Der Berg ruft!

Mein Fazit des vergangenen Wochenendes:

–          Viele, viele Höhenmetern

–          Einen Rucksack voll mit wunderschönen Eindrücken

–          Der beste Apfelstrudel der Welt

–          Eine Blase an der rechten Ferse

Wie  man dazu kommt? Beispielsweise, indem man eine Hüttentour durch das Karwendelgebirge macht. Nachdem meine letzte Hüttenwanderung geschätzte 15 Jahre zurück liegt, war ich am Freitag allerdings echt gespannt, was mich am Wochenende so erwarten würde.

Los ging es zusammen mit Mr. Rudy und zwei Freunden bei schönstem Sommerwetter in Hinteriss, Tirol. Der Blick vom Parkplatz war eigentlich schon bezeichnend für den Rest des Wochenendes:

Wunderschönste Landschaft, soweit das Auge reicht.

Davon konnte ich die nächsten vier Stunden allerdings nur während ein paar kurzen Verschnaufpausen was sehen. Der Weg zu unserer ersten Hütte – dem Karwendelhaus – ging nämlich recht zackig nach oben und als….sagen wir mal… leicht eingerostete Wanderin, musste ich mich schon auf den Weg konzentrieren.

Weil einem jeder sagt, dass man neue Wanderstiefel vor einer größeren Tour ordentlich einlaufen soll und ich diesen guten Rat natürlich ignoriert habe, machte sich nach ca. 2 Stunden die erste Blase bemerkbar. Sie wurde gleich mit meiner neuen Wunderwaffe (Gel-Blasen-Pflastern vom dm – danach spürst Du nix mehr!) verarztet und ich hatte den Rest des Wochenendes meine Ruhe.
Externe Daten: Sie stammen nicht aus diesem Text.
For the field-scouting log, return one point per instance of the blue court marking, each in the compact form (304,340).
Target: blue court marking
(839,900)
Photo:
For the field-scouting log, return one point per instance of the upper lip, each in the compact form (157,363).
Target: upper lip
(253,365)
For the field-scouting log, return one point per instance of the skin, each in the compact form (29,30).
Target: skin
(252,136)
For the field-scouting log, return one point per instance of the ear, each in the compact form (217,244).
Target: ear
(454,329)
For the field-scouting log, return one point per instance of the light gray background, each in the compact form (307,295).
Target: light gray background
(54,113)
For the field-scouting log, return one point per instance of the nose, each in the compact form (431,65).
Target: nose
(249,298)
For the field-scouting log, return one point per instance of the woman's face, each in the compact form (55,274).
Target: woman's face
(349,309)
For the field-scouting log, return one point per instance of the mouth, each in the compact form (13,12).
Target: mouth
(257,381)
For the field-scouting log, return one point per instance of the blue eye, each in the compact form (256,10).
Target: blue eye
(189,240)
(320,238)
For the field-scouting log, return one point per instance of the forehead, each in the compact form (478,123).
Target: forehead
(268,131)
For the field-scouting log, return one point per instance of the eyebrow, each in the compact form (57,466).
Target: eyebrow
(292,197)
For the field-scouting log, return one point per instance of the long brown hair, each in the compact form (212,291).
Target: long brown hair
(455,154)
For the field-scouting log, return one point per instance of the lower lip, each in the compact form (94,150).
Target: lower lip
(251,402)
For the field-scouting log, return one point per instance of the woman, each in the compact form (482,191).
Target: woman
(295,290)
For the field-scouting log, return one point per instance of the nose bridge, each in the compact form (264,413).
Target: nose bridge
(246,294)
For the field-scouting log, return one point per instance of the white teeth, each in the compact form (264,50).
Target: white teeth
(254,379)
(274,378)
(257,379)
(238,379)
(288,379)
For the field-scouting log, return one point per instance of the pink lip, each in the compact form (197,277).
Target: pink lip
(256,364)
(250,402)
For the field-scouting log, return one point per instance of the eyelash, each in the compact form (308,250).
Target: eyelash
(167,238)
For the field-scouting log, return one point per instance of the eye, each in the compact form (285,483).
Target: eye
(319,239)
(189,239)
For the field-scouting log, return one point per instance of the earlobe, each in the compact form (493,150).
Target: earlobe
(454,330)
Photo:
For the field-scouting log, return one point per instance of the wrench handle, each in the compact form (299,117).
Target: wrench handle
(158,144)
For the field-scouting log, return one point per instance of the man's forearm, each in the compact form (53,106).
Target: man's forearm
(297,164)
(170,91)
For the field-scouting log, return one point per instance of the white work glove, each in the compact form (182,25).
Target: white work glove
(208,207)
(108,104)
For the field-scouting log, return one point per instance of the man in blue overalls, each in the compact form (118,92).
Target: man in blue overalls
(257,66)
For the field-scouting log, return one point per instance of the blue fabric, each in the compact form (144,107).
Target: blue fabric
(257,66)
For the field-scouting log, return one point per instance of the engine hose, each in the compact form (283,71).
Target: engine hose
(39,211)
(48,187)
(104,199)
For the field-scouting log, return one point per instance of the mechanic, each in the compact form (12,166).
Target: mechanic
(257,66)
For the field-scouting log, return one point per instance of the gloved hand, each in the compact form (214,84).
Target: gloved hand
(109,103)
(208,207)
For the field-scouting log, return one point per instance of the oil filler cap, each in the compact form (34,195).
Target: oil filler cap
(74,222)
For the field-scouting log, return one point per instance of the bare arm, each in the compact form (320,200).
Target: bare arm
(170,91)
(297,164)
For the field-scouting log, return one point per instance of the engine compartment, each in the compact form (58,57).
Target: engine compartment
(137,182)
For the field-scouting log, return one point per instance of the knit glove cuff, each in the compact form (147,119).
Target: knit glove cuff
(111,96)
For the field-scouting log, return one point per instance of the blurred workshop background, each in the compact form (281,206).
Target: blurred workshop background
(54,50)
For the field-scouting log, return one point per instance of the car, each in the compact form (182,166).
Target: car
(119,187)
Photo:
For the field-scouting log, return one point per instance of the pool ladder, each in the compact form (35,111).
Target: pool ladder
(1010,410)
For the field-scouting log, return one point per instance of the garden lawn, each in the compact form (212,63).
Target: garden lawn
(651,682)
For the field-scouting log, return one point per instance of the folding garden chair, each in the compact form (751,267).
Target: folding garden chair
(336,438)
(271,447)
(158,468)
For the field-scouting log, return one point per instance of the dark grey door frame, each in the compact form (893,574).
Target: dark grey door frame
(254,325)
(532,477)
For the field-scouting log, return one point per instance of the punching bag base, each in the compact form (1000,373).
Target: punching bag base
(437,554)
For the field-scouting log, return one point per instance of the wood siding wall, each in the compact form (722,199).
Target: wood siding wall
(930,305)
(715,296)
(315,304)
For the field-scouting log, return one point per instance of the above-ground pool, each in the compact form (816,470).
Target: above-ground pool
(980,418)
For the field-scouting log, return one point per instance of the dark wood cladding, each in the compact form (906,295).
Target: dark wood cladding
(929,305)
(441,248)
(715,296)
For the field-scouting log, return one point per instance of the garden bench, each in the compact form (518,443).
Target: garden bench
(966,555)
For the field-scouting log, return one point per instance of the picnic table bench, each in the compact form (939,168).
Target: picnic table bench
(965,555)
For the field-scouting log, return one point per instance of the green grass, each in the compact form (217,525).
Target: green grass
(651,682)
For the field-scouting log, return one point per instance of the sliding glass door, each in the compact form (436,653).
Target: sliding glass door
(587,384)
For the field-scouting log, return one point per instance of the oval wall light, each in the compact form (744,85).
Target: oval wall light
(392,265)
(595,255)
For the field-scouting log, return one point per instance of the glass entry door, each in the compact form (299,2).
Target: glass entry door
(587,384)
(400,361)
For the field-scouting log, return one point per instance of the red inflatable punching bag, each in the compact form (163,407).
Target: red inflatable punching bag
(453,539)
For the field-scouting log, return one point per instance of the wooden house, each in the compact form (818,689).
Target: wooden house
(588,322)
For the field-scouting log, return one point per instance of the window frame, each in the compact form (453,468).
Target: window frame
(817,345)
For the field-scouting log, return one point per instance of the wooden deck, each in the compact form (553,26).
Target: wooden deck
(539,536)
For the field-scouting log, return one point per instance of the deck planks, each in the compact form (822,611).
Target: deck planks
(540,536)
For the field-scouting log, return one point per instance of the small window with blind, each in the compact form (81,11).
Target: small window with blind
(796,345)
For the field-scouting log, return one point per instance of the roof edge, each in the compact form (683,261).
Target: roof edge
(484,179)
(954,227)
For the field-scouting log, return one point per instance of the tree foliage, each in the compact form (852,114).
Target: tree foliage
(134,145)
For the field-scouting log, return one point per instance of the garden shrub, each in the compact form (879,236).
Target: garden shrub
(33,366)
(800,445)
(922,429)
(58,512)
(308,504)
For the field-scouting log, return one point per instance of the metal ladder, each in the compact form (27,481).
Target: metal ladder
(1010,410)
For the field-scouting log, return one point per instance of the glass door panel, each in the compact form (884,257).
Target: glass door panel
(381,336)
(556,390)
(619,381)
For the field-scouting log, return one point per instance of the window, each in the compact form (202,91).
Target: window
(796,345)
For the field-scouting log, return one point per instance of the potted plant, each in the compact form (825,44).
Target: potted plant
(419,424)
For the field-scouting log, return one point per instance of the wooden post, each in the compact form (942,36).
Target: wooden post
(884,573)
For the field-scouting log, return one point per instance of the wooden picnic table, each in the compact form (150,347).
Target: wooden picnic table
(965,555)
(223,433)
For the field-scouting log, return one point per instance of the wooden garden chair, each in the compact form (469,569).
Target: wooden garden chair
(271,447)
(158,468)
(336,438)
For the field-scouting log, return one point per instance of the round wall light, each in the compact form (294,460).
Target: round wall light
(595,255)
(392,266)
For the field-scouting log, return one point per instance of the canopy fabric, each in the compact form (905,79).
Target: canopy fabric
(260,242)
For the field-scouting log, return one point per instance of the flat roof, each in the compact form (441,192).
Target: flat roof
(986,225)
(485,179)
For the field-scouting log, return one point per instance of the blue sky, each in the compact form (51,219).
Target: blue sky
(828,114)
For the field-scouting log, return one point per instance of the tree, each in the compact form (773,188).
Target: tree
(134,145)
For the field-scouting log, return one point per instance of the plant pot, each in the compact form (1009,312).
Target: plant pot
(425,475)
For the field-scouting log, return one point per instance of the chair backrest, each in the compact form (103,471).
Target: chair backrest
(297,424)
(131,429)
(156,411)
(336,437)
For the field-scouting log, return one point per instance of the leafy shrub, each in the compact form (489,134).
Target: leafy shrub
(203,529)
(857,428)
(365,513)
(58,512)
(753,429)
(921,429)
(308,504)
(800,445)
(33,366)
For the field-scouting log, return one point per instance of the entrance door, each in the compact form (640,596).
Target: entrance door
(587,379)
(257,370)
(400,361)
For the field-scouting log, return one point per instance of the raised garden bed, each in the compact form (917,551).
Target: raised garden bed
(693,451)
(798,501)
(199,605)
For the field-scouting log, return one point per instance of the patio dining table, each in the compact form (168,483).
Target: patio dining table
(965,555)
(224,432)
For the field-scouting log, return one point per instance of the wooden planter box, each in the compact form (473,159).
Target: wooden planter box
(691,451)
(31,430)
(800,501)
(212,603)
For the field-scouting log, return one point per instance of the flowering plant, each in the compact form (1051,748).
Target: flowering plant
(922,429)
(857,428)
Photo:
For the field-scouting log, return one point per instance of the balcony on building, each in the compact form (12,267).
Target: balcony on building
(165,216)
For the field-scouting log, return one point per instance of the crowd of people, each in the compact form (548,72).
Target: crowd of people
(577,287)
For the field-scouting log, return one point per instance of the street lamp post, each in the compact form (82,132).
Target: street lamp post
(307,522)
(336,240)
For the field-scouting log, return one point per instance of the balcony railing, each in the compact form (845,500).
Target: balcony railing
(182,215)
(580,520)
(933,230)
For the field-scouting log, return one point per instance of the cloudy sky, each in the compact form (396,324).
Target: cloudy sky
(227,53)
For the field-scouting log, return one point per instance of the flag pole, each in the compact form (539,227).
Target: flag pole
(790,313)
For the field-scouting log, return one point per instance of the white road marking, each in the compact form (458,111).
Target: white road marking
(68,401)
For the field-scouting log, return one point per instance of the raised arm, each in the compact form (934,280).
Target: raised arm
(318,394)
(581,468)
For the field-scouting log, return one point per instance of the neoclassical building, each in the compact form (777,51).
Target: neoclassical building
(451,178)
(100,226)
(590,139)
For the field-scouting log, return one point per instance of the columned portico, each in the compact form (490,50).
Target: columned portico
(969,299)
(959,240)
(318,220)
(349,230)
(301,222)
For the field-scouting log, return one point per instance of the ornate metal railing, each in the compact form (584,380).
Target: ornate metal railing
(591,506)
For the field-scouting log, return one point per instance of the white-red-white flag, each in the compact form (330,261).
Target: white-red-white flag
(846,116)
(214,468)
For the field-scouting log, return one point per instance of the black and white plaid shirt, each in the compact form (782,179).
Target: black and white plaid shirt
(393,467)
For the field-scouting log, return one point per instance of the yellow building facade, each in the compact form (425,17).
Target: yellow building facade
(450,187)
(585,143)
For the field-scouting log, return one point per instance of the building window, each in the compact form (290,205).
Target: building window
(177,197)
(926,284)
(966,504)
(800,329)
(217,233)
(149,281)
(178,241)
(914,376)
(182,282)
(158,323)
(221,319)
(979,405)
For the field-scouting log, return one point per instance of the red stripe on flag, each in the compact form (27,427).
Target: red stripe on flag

Glück gehabt!

Nachdem wir uns am Anfang richtig gut unterhalten hatten, wurde es nach weiteren 1,5 Stunden immer ruhiger. Keine Ahnung an was die anderen so dachten…ich war jedenfalls geistig mit der imaginären Speisekarte des Karwendelhauses beschäftigt: „Buttermilch und Schweinsbraten oder doch lieber Radler und Käsespätzle? Oder doch lieber erstmal einen Almdudler…“

Und dann waren wir endlich da: verschwitzt, durstig, müde und huuuungrig!

Das Karwendelhaus


Eine Runde Radler, Käsespätzle und eine Portion Apfelstrudel später….

Laut Bedienung übrigens der absolut beste Strudel weit und breit – was ich nur bestätigen kann!

…lag ich um Punkt 22 Uhr in meinen Hüttenschlafsack eingemummelt in der Koje.

Hüttenluxus: Sechserzimmer statt Matratzenlager

Ausschlafen kann man im Tal, aber definitiv nicht auf Wanderhütten. Nach einer großen Schüssel Bircher Müsli (irgendie sind meine Overnight Oats auch Müsli Bircher Art, oder?) ging es Punkt 8 Uhr los zum ersten (und für dieses Mal einzigen) Gipfel: dem Hochalmkreuz.

Brotzeit!

Das Wetter war leider nicht ganz nicht ganz so warm wie am Vortag, deshalb wanderten wir in unsere Fliessjacke eingemummelt (Hochsommer in den Alpen heißt eben eher 15 Grad) weiter Richtung Falkenhütte. Die Landschaft unterwegs erinnerte mich dabei abwechselnd an Heidi, Mittelerde oder Tibetvorträge.

Auf der einen Seite diese mächtigen Riesen...

Auf der anderen Seite niedliche Blumenwiesen

Weil die Jungs beim letzten Aufstieg ordentlich Kitt gaben, kam ich ziemlich feddisch an der Hütte an.

Hütte - hurra!

Da kamen mir nach einer schnellen Katzenwäsche im Waschraum (keine Duschen und nur kaltes Wasser im Waschraum….brrrr!) die Tiroler Speckknödel gerade recht.

Überhaupt habe ich in den drei Tagen richtig viel gefuttert – ohne erkennbare Spuren 😉 Anscheinend macht Wandern nicht nur Spaß, sondern ist auch ein Kalorienschlucker ohne Ende.

These boots are made for walking!

Für den Abend stand nur noch Sonnenuntergang gucken auf dem Programm:

Dazu  muss man nix zu sagen, oder?

Danach gings wieder zeitig in die Stockbetten. Leider war die Nacht nicht ganz so entspannt. Beim nächsten Mal reisen die Ohropax definitiv mit!

Mit dem einsetzenden Muskelkater und viel Vorfreude auf eine ausgiebige Dusche Zuhause ging es dann am nächsten Tag wieder zurück ins Tal.

Tschüß Kühe!

Bis bald – nicht erst wieder in 15 Jahren!